4.2. Simulation of Kinetic Schemes

Time courses for the model shown in Scheme 2 were simulated using numerical integration, with concentrations and rate constants selected to be close to those characterized experimentally [12]. While several kinetic simulation packages are available [21], we used Berkeley Madonna (https://berkeley-madonna.myshopify.com/ accessed on 7 December 2021) for simulations. An example script is provided in the Supplementary Material. As a test for systematic errors introduced by the various analysis procedures, Scheme 2 was modelled with the same values for the rate constants kf = 0.18 min−1 and kd = 0.02 min−1 for each RA-step, corresponding to a processivity = 0.9. Pulse-chase simulations, involving the addition of excess cold primer, were modelled using the Pulse function. The resultant simulations were then subject to analysis as below.

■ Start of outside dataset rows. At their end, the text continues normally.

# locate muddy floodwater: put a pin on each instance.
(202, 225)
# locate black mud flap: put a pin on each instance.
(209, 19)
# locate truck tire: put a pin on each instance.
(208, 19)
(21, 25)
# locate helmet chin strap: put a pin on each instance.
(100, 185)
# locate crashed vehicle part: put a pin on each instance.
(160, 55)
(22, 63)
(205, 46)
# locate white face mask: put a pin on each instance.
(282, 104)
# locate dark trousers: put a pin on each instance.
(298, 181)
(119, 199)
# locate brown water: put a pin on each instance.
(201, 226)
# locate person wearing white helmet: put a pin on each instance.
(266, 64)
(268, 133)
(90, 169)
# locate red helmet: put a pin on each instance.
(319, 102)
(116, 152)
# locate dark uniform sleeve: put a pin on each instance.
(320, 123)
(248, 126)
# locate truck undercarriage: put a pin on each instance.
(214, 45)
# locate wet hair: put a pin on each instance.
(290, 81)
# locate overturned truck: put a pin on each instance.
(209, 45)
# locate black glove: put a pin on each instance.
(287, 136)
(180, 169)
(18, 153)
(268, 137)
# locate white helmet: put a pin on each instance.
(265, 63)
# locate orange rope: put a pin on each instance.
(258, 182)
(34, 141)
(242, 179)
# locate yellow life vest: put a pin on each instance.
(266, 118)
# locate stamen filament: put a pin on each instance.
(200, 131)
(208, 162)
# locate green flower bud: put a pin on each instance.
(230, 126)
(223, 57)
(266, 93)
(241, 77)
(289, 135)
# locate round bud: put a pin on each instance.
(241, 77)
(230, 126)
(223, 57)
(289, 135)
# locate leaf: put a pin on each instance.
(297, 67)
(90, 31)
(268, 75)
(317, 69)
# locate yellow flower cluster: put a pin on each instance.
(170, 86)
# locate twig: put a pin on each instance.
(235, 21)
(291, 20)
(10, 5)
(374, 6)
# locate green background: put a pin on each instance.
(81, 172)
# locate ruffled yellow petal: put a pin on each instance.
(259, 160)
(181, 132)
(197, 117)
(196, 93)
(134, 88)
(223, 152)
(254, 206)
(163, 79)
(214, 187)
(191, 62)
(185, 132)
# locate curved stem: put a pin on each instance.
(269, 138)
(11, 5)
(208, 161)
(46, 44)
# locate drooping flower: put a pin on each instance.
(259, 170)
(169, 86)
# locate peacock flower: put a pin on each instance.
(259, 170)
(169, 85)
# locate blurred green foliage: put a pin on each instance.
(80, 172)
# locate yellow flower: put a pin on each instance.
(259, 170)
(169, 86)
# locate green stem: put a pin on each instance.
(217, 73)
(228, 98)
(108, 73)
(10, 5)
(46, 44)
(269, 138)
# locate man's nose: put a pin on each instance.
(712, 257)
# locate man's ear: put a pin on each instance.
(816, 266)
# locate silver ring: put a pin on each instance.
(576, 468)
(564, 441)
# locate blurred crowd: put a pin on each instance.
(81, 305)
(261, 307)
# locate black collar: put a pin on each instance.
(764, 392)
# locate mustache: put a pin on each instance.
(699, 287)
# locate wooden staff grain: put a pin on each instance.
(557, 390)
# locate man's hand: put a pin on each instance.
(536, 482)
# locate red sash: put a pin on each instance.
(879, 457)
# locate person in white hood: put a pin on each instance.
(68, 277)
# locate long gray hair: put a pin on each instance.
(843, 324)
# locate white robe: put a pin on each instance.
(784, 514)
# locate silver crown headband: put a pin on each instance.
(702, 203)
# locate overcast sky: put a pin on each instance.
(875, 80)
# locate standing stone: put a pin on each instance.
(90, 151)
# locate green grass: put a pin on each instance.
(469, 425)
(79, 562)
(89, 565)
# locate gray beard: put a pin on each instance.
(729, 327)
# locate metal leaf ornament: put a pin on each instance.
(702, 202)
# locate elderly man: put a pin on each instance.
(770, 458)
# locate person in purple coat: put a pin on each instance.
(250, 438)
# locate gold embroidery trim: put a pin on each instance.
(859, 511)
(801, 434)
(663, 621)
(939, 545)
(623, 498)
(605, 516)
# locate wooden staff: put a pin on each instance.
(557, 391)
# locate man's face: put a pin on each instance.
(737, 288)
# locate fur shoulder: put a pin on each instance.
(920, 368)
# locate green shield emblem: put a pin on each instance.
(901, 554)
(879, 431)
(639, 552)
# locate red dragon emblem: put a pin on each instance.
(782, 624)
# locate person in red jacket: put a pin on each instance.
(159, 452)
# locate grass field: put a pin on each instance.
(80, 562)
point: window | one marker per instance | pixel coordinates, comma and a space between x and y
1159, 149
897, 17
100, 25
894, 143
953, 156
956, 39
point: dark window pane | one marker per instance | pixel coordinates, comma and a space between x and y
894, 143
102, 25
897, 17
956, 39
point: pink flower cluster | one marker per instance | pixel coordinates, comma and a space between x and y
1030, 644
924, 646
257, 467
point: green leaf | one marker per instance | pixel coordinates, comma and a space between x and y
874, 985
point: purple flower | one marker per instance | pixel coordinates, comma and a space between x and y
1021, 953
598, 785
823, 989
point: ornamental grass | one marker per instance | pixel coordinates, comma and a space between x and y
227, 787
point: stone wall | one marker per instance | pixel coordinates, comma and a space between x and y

4.3. Analysis of Simulated Kinetic Data

Simulated data were analyzed to determine how closely the extracted rate constants matched the input rate constants. To avoid potential circular logic, we used DynaFit (http://www.biokin.com/dynafit/ accessed on 7 December 2021; [16,17]) to fit the simulated data and extract rate constants by non-linear least squares fitting. This software uses LSODE (https://computing.llnl.gov/sites/default/files/ODEPACK_pub2_u113855.pdf accessed on 7 December 2021) as the default algorithm for numerical integration, as opposed to Runge-Kutta4 used by Berkeley Madonna. Furthermore, data were simulated using a step size Δt ≤ 0.02 min, while time courses subject to analysis were limited to data selected at ≥5 min intervals, to match typical experimental times. In some cases, random noise was added to the simulated data to test the robustness of fitting. An example of a DynaFit script is provided in the Supplementary Material. Analysis of schemes having 10 steps took several minutes, while estimating the confidence intervals using 1000 Monte Carlo interactions took several hours on a standard laptop computer. For models containing more steps, the simulations can be broken down into two phases, where the fits to the first 10 steps are used as fixed parameters in the fitting of the second set. This process is valid when the nucleotide addition steps (kfi) are essentially irreversible, so that the elongation steps become decoupled and there is no influence of later products on the initial ones.

Supplementary Materials

The following are available online. Figure S1: Analysis of primer extension assays, Figure S2: Analysis of NA-bands, Table S1: Analysis of resolved NA-bands, Table S2: Analysis of pooled NA-bands, Table S3: Analysis of RA-bands only, Example software scripts for DynaFit and Berkeley Madonna,

Author Contributions

Conceptualization, C.R.B. and M.D.S.; methodology, C.R.B. and J.H.; formal analysis, C.R.B.; investigation, C.R.B. and J.H.; writing—original draft preparation, C.R.B.; writing—review and editing, J.H. and M.D.S.; project administration, M.D.S.; funding acquisition, J.H. and M.D.S. All authors have read and agreed to the published version of the manuscript.

Funding

This research was funded by a Swiss National Science Foundation (SNSF) Early Postdoc.Mobility Fellowship (P2EZP3_181605) to J.H. and a National Institutes of Health Grant R01GM095850 to M.D.S.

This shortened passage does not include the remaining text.